Christ Be My Portion

Christ, be my joy in sorrow.

Christ be my love in loneliness.

Christ be my rock in trembling

Christ be my anchor in the deep.

Christ be my calm in fury.

Christ be my power that crushes fear.

Christ be my peace in waiting.

Christ be my justice in the fight.

Be my portion, Jesus.


Station 1: Jesus In the Garden of Gethsemene

A homeless man walks by a restaurant. He is barefoot, dirty, and unshaven. As he walks people eating seem uncomfortable, or simply do not see him. Like Jesus he feels totally alone, and in doubt.

Philip Workman, sits on death row, sweating, and looking at the road that has brought him to this point, and prays the road ahead to be blessed by God.

Christ, be my joy in sorrow.

Station 2: Jesus Betrayed by Judas, and Is Arrested

Sean is promised a place to live, food to eat, and given a job at a store by a local agency. He was paid $15.00 an hour.

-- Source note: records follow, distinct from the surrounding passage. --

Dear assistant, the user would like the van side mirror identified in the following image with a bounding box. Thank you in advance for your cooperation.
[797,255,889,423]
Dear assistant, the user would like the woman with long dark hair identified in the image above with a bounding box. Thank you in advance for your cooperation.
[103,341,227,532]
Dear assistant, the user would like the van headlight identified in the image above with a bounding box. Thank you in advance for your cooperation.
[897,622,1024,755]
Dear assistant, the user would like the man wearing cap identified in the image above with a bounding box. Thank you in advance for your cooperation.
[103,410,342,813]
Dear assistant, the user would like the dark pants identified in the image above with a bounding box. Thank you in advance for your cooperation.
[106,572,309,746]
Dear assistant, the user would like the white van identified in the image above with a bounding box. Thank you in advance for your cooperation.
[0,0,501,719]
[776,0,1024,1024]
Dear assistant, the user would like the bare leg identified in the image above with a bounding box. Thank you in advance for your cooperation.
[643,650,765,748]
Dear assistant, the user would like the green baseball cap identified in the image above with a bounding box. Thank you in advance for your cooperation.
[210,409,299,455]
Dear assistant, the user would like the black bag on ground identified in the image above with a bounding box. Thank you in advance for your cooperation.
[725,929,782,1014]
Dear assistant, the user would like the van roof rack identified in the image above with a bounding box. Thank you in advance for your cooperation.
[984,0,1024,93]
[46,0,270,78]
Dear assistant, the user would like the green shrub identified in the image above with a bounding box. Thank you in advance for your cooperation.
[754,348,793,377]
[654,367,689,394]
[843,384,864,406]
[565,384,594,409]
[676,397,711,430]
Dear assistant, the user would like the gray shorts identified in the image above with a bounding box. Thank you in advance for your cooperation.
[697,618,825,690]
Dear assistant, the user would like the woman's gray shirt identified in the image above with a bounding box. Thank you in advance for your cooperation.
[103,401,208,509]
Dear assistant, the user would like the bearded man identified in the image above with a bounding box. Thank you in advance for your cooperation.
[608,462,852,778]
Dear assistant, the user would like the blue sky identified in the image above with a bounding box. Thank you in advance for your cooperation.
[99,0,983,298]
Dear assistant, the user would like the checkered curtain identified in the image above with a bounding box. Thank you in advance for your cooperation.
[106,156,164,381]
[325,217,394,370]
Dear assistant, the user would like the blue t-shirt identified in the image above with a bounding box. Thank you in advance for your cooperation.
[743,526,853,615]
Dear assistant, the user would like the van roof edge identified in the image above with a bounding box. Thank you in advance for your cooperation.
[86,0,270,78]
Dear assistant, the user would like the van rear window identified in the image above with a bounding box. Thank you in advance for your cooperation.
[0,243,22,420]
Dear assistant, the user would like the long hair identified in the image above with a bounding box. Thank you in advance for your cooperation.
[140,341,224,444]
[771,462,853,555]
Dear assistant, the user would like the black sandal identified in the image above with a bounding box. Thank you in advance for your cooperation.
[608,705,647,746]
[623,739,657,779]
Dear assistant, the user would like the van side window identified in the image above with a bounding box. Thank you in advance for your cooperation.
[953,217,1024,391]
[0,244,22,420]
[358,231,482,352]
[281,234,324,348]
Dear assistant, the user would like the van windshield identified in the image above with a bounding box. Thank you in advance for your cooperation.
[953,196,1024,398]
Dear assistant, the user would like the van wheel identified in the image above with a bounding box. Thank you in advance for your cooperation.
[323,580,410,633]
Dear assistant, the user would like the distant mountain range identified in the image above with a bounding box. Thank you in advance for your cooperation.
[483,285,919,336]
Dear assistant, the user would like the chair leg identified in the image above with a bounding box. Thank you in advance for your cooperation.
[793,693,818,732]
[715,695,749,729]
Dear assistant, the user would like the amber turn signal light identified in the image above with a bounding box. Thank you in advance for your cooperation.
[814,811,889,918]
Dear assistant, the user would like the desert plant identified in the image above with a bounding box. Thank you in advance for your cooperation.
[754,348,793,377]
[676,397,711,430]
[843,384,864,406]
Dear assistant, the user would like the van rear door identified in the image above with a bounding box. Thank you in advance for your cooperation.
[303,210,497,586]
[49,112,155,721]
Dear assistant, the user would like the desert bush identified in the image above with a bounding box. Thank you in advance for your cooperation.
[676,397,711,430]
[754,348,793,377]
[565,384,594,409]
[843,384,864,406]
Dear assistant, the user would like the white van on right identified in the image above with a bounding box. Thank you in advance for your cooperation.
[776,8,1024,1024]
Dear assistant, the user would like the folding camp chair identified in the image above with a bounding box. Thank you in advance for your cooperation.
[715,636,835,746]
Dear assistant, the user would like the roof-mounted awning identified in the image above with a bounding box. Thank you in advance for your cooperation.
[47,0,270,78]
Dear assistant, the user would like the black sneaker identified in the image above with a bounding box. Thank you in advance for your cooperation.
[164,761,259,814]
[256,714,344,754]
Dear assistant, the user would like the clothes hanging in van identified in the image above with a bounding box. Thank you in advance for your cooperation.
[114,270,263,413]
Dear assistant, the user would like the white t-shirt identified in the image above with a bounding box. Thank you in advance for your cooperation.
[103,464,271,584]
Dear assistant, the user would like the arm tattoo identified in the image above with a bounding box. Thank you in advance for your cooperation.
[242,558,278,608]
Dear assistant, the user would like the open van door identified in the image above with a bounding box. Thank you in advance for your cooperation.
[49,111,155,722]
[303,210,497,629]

He was also given a place to live for a time, with the promise of helping him find his own place in San Francisco.  After several months Sean was told he would have to leave the area because it would be too high for him to rent a place in the City.  In Judas, Jesus was betrayed by the system, by a friend.

Philip Workman’s best friend testified  Philip had confessed to him the murder, in order to receive a reduced sentence. He lied.

Christ be my love in loneliness.

Station 3: Jesus Is Condemned by the Sanhedrin

Twenty-one-year-old Jay is given housing in a local shelter and the support of a social worker. The agency receives a report that four years earlier he had been a member of a white supremacist gang. Jay is now considered a racist, and his services are removed. Jay simply hung out with them because he was lonely and was given a place to sleep. Jay is not a white supremist.  He is sent back to the streets.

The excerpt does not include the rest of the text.